The purpose of Cronenberg’s eXistenZ is exploring human beings and their relationship with virtual reality, how an increasing disassociation with reality becomes stronger in our society today with the advent of newer technologies making virtual experiences more ‘real’. When Allegra and Pikul sit down in the Chinese restaurant for lunch, the latter expresses his worry that he is “losing touch with the texture of real life”. The gamers plugging pods into their bio-ports are physically engaging in the virtual world while simultaneously escaping reality; Cronenberg creates a perpetual hyperreality, pervading every layer of existence within the film. Baudrillard’s sense of the “imaginary aura of the double” (Simulacra and Simulation) is present within eXistenZ, as characters are constantly fooled by identities right until the end of the film, and caught up in the sense of some original dominating a hierarchy. Cronenberg refutes Plato’s mimesis, the idea of things being imitated, expressing how everything is a copy of another copy. Even the fact eXistenZ is a film attempting to depict how humans in the real world are becoming more and more overpowered by virtual reality is in a sense part of the world’s simulacrum, but Cronenberg by no means intends the film to be an example of cinematic realism.
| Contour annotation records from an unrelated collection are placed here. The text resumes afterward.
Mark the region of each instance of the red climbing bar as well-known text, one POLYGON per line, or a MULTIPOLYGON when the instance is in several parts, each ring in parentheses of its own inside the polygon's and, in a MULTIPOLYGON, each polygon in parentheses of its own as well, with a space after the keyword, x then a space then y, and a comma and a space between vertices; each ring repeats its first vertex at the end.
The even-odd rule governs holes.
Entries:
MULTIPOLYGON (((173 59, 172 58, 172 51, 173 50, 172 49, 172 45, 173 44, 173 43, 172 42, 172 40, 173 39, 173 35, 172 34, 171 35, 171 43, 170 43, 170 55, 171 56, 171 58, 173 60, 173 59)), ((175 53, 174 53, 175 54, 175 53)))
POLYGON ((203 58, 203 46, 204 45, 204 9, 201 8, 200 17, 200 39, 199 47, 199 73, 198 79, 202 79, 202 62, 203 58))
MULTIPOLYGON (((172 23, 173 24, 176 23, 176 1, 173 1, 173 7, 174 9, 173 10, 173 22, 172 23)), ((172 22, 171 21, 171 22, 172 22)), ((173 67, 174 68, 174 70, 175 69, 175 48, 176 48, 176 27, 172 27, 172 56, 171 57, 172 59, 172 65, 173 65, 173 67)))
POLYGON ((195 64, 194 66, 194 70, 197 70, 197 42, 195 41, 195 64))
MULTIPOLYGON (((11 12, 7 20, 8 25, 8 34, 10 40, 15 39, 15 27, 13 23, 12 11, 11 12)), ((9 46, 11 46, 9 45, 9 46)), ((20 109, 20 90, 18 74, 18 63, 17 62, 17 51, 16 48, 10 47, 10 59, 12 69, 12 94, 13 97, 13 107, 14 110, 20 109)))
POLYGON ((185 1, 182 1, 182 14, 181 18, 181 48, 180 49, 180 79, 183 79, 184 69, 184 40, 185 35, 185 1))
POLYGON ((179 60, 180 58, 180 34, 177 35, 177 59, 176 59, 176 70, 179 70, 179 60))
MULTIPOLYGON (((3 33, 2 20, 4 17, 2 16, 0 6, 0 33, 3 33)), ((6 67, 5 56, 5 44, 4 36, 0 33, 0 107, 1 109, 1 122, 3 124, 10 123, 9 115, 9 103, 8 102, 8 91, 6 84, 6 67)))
The essence of Cronenberg’s view comes from Jean Baudrillard’s philosophy. Through the director’s trademark style, his idea of simulation becomes more radical when physically involving the body in a process of virtual reality. The game of eXistenZ represents Baudrillard’s fourth stage in the simulacra process (Simulacra and Simulation); in one scene after Allegra and Pikul start their game, a quick shot of a virtual experience called ‘Hit by a Car’ can be seen, exemplifying Baudrillard’s idea of how products no longer need to feign reality even in the simplest sense because the lives of people within the film’s world have become so artificial, reality no longer exists as a concept.

By the time eXistenZ ends, Cronenberg offers no definitive answer as to whether the characters are still inside a game or not, drawing the audience into a sense of hyperreality, as the final scene cuts to black. It is very possible one day society may go as far as Cronenberg’s vision depicts, as new technology moves closer and closer to a hyperreal virtual reality. He represents society’s reverence of technology in the very beginning of eXistenZ, as gamers flock into a church hall where Allegra is scheduled to present her new game, mocking society and how it perceives technology as almost god-like. Perhaps human beings will someday plug themselves into a machine to play games, to connect more directly with a virtual world disguising itself as reality when it is in fact completely disconnected from it. If so, Baudrillard’s sense of a completely lost reality would become a reality in itself, and people might agree with Allegra how “nobody actually physically skis anymore”.